Donald Trump continued to defend his failure to correct a town hall audience member who said President Obama is a Muslim, arguing in an interview with CBS that it’s not clear whether the man who asked the question was a “bigot.”In an interview for “60 Minutes” set to air in full on Sunday, CBS News’ Scott Pelley asked Trump what his decision not to call out a supporter who said that Muslims are a “problem in this country” says about the real estate mogul. “Well, he said much more than that. That was part of the statement. He then went onto say other things,” Trump responded.
When CBS’s Pelley described the man who asked the question as a “bigot,” Trump balked.
“You don’t know that,” the frontrunner for the Republican presidential nomination said. “I mean, he asked a question. You don’t know that he was a bigot.”
Hmm. “We’ve got a problem in this country called Muslims,” the man said. “You know our president is one. He’s not even American.” Instead of cutting the man off, Trump allowed the voter to add, “But anyway, we have training camps growing where they want to kill us. That’s my question: when can we get rid of them?”
I suppose we could have an extended conversation, parsing the nuances of the word “bigot,” but I rather doubt Trump would like where the discussion ended up.
In the same CBS interview, which has not yet aired, Trump went on to say, “I love the Muslims. I have many, many friends – people living in this building, Muslims. They’re phenomenal people. But like everything else you have people where there are problems.”
Dear politicians everywhere: “Some of my best friends are _____” is one of those loaded phrases that always makes the speaker sound ridiculous.
Stepping back, there are apparently some questions about the identity of the man who asked the bigoted question.
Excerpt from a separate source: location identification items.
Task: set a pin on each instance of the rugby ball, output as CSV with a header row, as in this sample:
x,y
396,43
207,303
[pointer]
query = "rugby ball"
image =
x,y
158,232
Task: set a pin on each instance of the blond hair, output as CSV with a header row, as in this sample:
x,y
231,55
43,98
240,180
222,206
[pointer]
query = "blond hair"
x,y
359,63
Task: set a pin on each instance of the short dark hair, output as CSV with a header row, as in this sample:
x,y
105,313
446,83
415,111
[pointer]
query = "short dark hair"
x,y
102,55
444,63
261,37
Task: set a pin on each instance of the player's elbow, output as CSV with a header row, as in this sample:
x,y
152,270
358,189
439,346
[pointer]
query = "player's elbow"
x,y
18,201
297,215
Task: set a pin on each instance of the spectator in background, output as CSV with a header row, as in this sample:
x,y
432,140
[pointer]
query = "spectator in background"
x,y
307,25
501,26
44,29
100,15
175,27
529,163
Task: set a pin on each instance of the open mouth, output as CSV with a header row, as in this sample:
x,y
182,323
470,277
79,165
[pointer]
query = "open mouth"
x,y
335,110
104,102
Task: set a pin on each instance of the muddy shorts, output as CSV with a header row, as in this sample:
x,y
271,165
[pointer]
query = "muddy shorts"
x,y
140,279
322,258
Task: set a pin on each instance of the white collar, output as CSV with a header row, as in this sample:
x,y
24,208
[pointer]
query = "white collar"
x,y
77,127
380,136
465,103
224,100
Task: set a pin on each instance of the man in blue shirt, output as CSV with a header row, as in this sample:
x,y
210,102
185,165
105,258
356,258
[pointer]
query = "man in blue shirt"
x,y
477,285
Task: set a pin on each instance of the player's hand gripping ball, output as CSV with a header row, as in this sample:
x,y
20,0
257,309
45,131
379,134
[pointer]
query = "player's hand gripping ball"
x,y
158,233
I can appreciate a mystery as much as the next blogger, but I’m not entirely sure how much it matters.
For the sake of conversation, let’s say conservative pundits like Hugh Hewitt are correct and the man who asked the ridiculous question was “a plant” who intended to make Trump appear foolish. I’m skeptical of the argument, but just for kicks, let’s assume that’s true.
Even in this scenario, it was still Trump who took the questioner seriously. It was the GOP presidential candidate who made it seem as if the question had merit. It was Trump who said, for all the world to see, “We’re going to be looking into that,” as if the questioner’s fears deserve a governmental response.
I can’t say with 100% certainty what the voter’s motivations were, but what matters in this story is how the presidential candidate handled the situation and responded to the question.
Postscript: Incidentally, why would right-wing activists believe there are secret Muslim “training camps” in the United States? Because far-right media has told conservatives that the imaginary “camps” exist.